If there’s a lot of noise in self-reported outcomes alone it actually doesn’t lead to bias (though in a case where the outcome variable is censored, as many psychological outcomes are, and outcomes are bunched near one end, that could happen).
Some relevant sources of bias are
Social desirability bias (respondents saying what they consider is socially desirable, should affect treatment and control respondents equally and apply to other psychological studies looking at the same outcome)
Courtesy bias (applies to treatment respondents, who may feel obligated to report positive impact)
And since these are self-reported outcomes that can’t be verified, 1) people may be less deterred from lying, 2) we will never find out the truth—so the two biases are potentially more severe (compared to a case where outcomes can be verified).
Thanks for the post John! Very informative. I know some people thinking of doing another RCT on this and will definitely point them to it.
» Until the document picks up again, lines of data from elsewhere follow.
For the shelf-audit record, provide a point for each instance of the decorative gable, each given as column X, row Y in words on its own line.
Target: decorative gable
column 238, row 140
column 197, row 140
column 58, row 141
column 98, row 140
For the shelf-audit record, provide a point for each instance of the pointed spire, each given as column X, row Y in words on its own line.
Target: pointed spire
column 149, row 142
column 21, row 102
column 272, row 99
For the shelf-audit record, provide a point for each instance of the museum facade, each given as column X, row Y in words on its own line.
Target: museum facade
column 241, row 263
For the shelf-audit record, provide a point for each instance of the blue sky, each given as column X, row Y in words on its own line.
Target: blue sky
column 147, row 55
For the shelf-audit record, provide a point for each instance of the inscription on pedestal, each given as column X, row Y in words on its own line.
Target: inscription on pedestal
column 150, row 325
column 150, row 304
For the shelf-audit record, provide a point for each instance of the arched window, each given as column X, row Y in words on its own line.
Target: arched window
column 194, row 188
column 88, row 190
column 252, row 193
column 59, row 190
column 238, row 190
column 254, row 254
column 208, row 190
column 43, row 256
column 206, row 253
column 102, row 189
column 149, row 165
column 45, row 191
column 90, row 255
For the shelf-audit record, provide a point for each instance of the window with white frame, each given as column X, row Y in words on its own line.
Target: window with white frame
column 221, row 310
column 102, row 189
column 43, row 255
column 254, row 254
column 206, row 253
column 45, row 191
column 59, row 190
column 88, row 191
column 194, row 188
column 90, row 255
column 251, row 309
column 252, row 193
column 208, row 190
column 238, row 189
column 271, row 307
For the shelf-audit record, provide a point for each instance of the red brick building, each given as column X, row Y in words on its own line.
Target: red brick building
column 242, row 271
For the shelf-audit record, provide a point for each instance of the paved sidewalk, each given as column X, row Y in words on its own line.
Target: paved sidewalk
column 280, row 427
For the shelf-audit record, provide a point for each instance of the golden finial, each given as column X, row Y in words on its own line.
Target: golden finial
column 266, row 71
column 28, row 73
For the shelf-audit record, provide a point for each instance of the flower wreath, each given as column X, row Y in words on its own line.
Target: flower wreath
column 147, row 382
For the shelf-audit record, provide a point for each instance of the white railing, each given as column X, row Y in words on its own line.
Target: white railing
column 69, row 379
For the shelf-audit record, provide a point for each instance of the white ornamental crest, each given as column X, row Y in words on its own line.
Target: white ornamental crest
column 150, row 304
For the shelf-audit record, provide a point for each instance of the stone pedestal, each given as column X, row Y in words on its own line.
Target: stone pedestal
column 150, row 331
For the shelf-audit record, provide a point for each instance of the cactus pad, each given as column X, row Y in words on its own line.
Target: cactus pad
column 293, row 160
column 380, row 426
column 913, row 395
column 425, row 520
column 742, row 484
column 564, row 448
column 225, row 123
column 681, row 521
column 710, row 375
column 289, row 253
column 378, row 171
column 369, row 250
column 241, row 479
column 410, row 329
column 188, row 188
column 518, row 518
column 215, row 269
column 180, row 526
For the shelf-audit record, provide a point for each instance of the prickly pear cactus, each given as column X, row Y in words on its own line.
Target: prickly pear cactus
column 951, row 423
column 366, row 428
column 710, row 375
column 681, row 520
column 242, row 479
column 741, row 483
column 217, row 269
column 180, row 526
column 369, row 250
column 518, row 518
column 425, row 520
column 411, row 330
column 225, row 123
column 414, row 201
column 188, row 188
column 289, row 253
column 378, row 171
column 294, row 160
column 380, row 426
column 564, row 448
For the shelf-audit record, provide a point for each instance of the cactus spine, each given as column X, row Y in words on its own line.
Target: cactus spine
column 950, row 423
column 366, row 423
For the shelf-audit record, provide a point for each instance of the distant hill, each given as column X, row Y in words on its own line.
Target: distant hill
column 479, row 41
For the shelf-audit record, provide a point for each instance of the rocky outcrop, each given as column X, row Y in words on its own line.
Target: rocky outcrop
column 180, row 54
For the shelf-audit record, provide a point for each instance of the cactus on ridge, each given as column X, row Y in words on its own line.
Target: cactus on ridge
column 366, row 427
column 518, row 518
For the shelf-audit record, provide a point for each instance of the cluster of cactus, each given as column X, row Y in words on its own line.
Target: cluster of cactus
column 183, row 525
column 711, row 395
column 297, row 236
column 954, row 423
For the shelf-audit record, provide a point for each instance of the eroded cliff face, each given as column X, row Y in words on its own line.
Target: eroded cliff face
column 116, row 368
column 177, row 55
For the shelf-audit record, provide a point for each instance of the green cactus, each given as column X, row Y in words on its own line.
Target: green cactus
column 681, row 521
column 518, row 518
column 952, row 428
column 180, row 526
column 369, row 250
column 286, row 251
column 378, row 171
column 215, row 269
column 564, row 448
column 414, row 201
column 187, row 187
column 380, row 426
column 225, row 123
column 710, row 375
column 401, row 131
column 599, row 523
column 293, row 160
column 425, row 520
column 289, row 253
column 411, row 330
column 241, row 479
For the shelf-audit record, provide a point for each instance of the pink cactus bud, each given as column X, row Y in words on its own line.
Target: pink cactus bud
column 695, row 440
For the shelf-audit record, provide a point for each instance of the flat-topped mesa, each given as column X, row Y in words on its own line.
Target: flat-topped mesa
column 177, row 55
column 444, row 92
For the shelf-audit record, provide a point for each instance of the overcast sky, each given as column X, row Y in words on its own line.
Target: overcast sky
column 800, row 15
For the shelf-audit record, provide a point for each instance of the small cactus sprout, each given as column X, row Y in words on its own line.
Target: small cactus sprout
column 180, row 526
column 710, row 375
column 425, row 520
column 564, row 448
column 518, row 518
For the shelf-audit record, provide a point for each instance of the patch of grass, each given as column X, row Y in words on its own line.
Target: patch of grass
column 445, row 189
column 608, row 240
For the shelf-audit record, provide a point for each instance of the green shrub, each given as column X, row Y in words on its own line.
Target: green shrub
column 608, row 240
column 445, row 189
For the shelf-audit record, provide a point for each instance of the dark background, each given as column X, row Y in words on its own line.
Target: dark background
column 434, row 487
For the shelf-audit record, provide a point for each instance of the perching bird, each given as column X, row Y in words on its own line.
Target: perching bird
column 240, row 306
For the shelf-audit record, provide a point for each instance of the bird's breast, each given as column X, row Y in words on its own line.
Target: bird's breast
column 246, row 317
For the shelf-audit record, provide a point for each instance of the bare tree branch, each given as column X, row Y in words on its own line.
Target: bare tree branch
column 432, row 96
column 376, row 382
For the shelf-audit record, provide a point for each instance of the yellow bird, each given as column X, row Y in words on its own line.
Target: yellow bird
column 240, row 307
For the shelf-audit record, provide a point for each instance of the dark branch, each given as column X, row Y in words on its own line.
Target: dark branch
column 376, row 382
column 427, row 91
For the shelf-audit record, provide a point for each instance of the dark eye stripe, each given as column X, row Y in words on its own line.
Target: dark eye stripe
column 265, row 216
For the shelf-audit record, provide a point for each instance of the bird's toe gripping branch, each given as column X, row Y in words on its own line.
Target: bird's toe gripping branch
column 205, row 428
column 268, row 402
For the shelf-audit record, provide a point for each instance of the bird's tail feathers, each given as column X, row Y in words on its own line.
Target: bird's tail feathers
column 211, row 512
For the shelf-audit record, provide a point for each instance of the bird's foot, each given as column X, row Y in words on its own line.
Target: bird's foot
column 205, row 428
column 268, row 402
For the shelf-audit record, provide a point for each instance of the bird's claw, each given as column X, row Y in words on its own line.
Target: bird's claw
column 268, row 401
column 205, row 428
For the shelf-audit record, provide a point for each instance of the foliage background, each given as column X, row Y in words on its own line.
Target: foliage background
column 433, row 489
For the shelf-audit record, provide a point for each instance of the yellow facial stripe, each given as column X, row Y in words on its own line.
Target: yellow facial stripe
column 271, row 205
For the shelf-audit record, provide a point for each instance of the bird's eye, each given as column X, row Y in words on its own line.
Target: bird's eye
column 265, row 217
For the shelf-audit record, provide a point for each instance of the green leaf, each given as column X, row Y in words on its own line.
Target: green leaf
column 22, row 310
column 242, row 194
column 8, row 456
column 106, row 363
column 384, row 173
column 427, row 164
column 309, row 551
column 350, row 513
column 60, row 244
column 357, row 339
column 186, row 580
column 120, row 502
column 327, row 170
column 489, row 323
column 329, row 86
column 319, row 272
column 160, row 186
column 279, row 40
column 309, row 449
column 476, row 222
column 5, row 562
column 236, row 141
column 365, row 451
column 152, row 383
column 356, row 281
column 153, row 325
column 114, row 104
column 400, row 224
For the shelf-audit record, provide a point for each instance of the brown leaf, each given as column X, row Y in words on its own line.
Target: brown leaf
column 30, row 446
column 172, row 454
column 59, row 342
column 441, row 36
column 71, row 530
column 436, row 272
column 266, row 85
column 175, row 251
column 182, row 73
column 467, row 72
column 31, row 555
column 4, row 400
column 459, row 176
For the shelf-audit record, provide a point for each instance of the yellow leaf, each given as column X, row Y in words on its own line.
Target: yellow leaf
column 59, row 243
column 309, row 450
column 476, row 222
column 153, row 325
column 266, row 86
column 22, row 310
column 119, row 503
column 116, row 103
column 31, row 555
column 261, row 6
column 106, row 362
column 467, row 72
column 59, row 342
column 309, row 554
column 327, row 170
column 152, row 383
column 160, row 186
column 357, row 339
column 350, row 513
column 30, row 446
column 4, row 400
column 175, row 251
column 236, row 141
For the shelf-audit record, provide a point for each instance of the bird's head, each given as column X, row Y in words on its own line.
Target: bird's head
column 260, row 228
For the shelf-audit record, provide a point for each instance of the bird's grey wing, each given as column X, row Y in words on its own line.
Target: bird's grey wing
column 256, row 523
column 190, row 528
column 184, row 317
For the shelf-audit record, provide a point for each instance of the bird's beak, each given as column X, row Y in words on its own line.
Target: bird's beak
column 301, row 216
Also agree that heterogeneities in the actual intervention as well as population under study are major challenges here in generalizing the effects (and they are common in studies on social science interventions which probably lead to lower generalizability than medical trials).
One minor and meta comment on section 2: “How over-optimistic should we expect the evidence to be?” I’m not sure how I feel about having a section on this in a post like yours. It’s totally reasonable as a way to form your prior before examining the literature, but after you do that (motivated by your skepticism based on these reasons) your learning from examining the literature “screens off” the factors that made you skeptical in the first place. (E.g. it may well be that the studies turn out to have super rigorous methodology, even though they are psychological studies conducted by “true believes” etc., and the former should be the main factor influencing your posterior on the impact of meditation—unless the reasons that gave you a skeptical prior makes you think they may have fabricated data etc.)
So while what you said in that section is true in terms of forming a prior (before looking at the papers), I would have put it in a less prominent place in this post (perhaps at the end on “what made me particularly skeptical and hence more interested in examining the literature”). (It’s totally fine if readers feel what’s in section 3 mostly “screens off” what’s in section 2, but if not it may unfairly bias their perception against the studies.)
(Digression: in a completely different situation, if one didn’t examine the literature at all but just put out a skeptical prior based on these reasons—I would say that is the correct way of forming a prior, but it feels slightly unfair or irresponsible. But I probably would feel it’s okay if people highly qualify their statement, e.g. “I have a skeptical prior due to X, Y, and Z, but I really haven’t looked at the actual studies” and perhaps even “if I did look, things like A, B, and C would convince me the studies are actually reliable / unreliable”. I’m not sure about this point and curious for others’ thoughts, since this is probably how a lot of people talk about studies that they haven’t fully read on social media.)
Also a minor and concrete point on section 2: the 2nd bullet point “Most outcome metrics are subjective”. Here are some reasons we may or may not think (ex ante) the results may be overestimated.
If there’s a lot of noise in self-reported outcomes alone it actually doesn’t lead to bias (though in a case where the outcome variable is censored, as many psychological outcomes are, and outcomes are bunched near one end, that could happen).
Some relevant sources of bias are
Social desirability bias (respondents saying what they consider is socially desirable, should affect treatment and control respondents equally and apply to other psychological studies looking at the same outcome)
Courtesy bias (applies to treatment respondents, who may feel obligated to report positive impact)
And since these are self-reported outcomes that can’t be verified, 1) people may be less deterred from lying, 2) we will never find out the truth—so the two biases are potentially more severe (compared to a case where outcomes can be verified).